Implement it as follows:

public static class Empty<T> extends List<T> {
  public <R> R match(ListVisitor<R, T> v) {
    return v.empty();
  }
}
public static class Cons<T> extends List<T> {
  /* ... fields and constructor as above ... */
  public <R> match(listVisitor<R, T> v) {
    return v.cons(head, tail);
  }
}

And use it as follows:

int length(List<T> l) {
  return l.match(new ListVisitor<Integer, T>() {
    public Integer empty() {
      return 0;
    }
    public Integer cons(T head, List<T> tail) {
      return 1 + length(tail);
    }
  };
}
 
void forEach(List<T> l, final Consumer<T> fun) {
  l.match(new ListVisitor<Void, T>() {
    public Void empty() {
      return null;
    }
    public Void cons(T head, List<T> tail) {
      fun.apply(head);
      forEach(tail, fun);
      return null;
    }
  };
}

This design is extremely verbose compared to the other approaches, however it is Level 1 when guaranteeing that all cases must be covered, and Level 1 when guaranteeing that client (pattern-matching) code works as it should.

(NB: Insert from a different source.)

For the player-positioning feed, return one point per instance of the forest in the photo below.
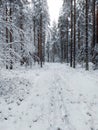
(26, 36)
(48, 70)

However no guarantees exist that the List implementation is correct: if, by mistake (such as a copy-paste error for a class having lots of cases), I implement Cons.match(v) to call v.empty(), everything compiles with no warning, and programmers using your visitor API will be left wondering why their clearly correct code doesn’t work.

Correctness of the List.match() implementations is therefore Level 3 only because errors are obvious when inspecting them. Can we do better?

Non-destructing Visitors (Levels 1, 1, 1)

The answer is yes, of course, with a very minor change: Have the Visitor interface take full List subclass instances instead of destructing them. I chose here to have all methods have the same name to avoid redundancy, making the code more pleasant to read:

public interface ListVisitor<R, T> {
  R when(Empty<T> e);
  R when(Cons<T> c);
}
 
public abstract class List<T> {
  public <R> R match(ListVisitor<R, T>);
}
 
public static class Empty<T> extends List<T> {
  public <R> R match(ListVisitor<R, T> v) {
    return v.when(this);
  }
}
public static class Cons<T> extends List<T> {
  /* ... fields and constructor as above ... */
  public <R> match(listVisitor<R, T> v) {
    return v.when(this);
  }
}

Used as follows:

int length(List<T> l) {
  return l.match(new ListVisitor<Integer, T>() {
    public Integer when(Empty<T> e) {
      return 0;
    }
    public Integer when(Cons<T> cons) {
      return 1 + length(cons.tail);
    }
  };
}
 
void forEach(List<T> l, final Consumer<T> fun) {
  l.match(new ListVisitor<Void, T>() {
    public Void when(Empty<T> e) {
      return null;
    }
    public Void cons(Cons<T> cons) {
      fun.apply(cons.head);
      forEach(cons.tail, fun);
      return null;
    }
  };
}

The advantage of having all methods take the name is that it eliminates the risk of copy-paste accidents: they are copy-pasted! It is not even possible to call the wrong visitor method because the compiler detects the correct one for you.

Summary

Although unpleasantly verbose, the non-destructive Visitor approach is clearly the winner in terms of robustness, especially as it Level-1-forces all callers to adapt their code when you add a new case.

However, the very second you yield to the temptation of adding support for a “default” implementation (typically by having an abstract implementation of the visitor interface that calls a single abstract method from all methods), be warned that your visitor is no longer safer than the exception-based approach ; it is just more verbose.